The Family We Choose
By Lupie Janos
Maybe it is because of a recent loss, or the battle with grief that is currently raging in my heart and in my head, but a lot of time has been dedicated lately to thinking about the family we choose. That old adage, blood is thicker than water, is often used to express the conviction that familial bonds are stronger than and should supersede the bonds of friendship or even romantic love. The saying dates to the 12th century, but our world has certainly changed since then. And really, of everyone we know, how many people have an intact and uncomplicated family? The fact is: blood relations do not always guarantee things like love, tight knit bonds, security or acceptance. Sometimes, we find ourselves shunned or not accepted in our birth families. This opens up the opportunity, and allows us to choose who we include in, and consider our “family.”
“Grief never ends. But it changes. It’s a passage, not a place to stay. Grief is not a sign of weakness, nor lack of faith. It’s the price of love.” – Unknown
According to Merriam-Webster, families are children and their parents, or people with a common ancestor. But family is not always simply defined, especially in the LGBTQ community. Many members of our community did not have the best experiences growing up, discovering themselves or coming out in their family of origin. Whether impacted by religion, cultural ideologies or homophobia, some of us experienced traumatic episodes, abuse, physical aggression, emotional warfare, isolation or abandonment in our birth families. Coming out as a youth for some of us was met by parents disowning us, or with “friends” turning their backs on us. Members of our community may have experienced very lonely periods in their life, and it may have remained that way had we not discovered other people in the LGBTQ community, persons who were kind by nature or people whom related us.
So, over the years some of us have collected our family as our definition of family evolved and expanded. Sometimes it was a person we worked with, sometimes someone we met at a bar or met doing some type of recreational activity. Sometimes we are adopted into other people’s families who were lucky enough to be cohesive, strong, intact, and who recognized they had love to share. And sometimes, family comes in the form of a four-legged companion, those guys that steal our hearts without knowing, are always glad to see us and be near us, and who listen without judgement.
Maybe a part of it is that we get to choose our friends. And unlike our birth families, friends come into our lives without the emotional baggage that can accompany our siblings, parents or extended family members. According to Psychology Today, “we pick our friends and they pick us, that complement brings an affection that makes us feel secure and valued”. Sometimes those friendships grow to include a deep connection and an authentic, organic love. That is family.

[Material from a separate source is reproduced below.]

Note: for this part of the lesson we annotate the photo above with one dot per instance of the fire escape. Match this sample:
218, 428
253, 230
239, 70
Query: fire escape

And maybe that is why when we lose those close friends, or a relationship we thought would last, or our four-legged kids cross the rainbow bridge, it hurts. We may grieve more for any one of those chosen family than we would for a blood relation. And that is okay, it is real, and it is deserved. Family is what we choose for it to be. The love we choose to give is a choice, and the love we receive in return is a gift. There is no definition that sets parameters or establishes rules around it; it just is.